How Virtual Yellowstone National Park in ScienceSim Was Made

Dr. Brian Quinn provided us with the data set for the terrain which was used to create virtual Yellowstone National Park in ScienceSim.   At the moment, the regions ‘just’ contain the terrain data, but even so, they’re compelling beautiful.  Exploring the regions is an interesting experience.

Comfortably seated in central heating, we can effortlessly fly through the ravines and canyons and over the lakes, while two thousand (or so) miles away, the real Yellowstone lays under a snow blanket. There’s just something indefinably special about knowing the terrain passing under our flying avatar is simulated real world terrain – and so much of it – and free – anyone can come in and fly around and look at it, explore it, hike over it.  It’s just there to be explored and wondered at.

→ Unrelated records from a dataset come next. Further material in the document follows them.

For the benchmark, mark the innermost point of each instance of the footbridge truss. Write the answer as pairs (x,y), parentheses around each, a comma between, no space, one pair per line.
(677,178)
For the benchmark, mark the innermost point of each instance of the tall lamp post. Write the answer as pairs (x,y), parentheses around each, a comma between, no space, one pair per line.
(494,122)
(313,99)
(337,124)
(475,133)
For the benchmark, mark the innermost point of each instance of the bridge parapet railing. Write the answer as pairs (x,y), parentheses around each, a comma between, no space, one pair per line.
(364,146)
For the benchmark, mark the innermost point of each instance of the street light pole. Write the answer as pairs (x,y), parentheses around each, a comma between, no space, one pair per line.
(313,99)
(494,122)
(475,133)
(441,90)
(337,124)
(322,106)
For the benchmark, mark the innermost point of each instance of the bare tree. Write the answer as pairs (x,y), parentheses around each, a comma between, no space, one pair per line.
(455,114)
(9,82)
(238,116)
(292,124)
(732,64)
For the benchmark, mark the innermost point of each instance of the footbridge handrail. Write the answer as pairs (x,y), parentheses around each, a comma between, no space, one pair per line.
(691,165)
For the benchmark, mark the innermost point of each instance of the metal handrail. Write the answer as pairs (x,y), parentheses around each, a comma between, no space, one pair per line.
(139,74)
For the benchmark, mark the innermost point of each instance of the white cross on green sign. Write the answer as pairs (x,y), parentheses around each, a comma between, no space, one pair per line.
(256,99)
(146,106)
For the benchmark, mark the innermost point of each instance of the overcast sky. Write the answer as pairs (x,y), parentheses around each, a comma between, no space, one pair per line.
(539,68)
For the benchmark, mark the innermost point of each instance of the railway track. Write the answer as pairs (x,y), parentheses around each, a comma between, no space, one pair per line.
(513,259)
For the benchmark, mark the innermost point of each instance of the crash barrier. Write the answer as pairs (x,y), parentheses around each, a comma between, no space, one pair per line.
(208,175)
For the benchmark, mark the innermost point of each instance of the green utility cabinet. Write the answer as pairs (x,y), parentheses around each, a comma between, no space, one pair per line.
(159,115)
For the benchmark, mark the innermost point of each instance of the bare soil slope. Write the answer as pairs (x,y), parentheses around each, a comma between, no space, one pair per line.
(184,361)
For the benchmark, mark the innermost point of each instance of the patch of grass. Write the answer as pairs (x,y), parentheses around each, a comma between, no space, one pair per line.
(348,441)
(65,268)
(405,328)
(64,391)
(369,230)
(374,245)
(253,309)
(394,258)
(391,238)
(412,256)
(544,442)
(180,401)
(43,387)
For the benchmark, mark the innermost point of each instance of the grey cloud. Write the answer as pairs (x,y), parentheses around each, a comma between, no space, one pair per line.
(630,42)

And this is how it was made, according to Brian:

“First off – the source is USGS NED from seamless.usgs.gov, nominal 1/3 arc second sampling.  This stuff comes in in geographic (Lat/Long) coordinates, so it’s wildly distorted in east-west vs. north-south scales.  To resolve this, I projected the terrain to WGS84 UTM meters, and found that the resolution at Yellowtone’s latitude is about 7 meters.

Once both axes had a common scale, I clipped out a precise 85km square area with interesting terrain around the national park.  Then I made two realizations of OpenSim terrain.  For reference, my original 85km square consists of 12144 by 12144 single-precision float terrain samples.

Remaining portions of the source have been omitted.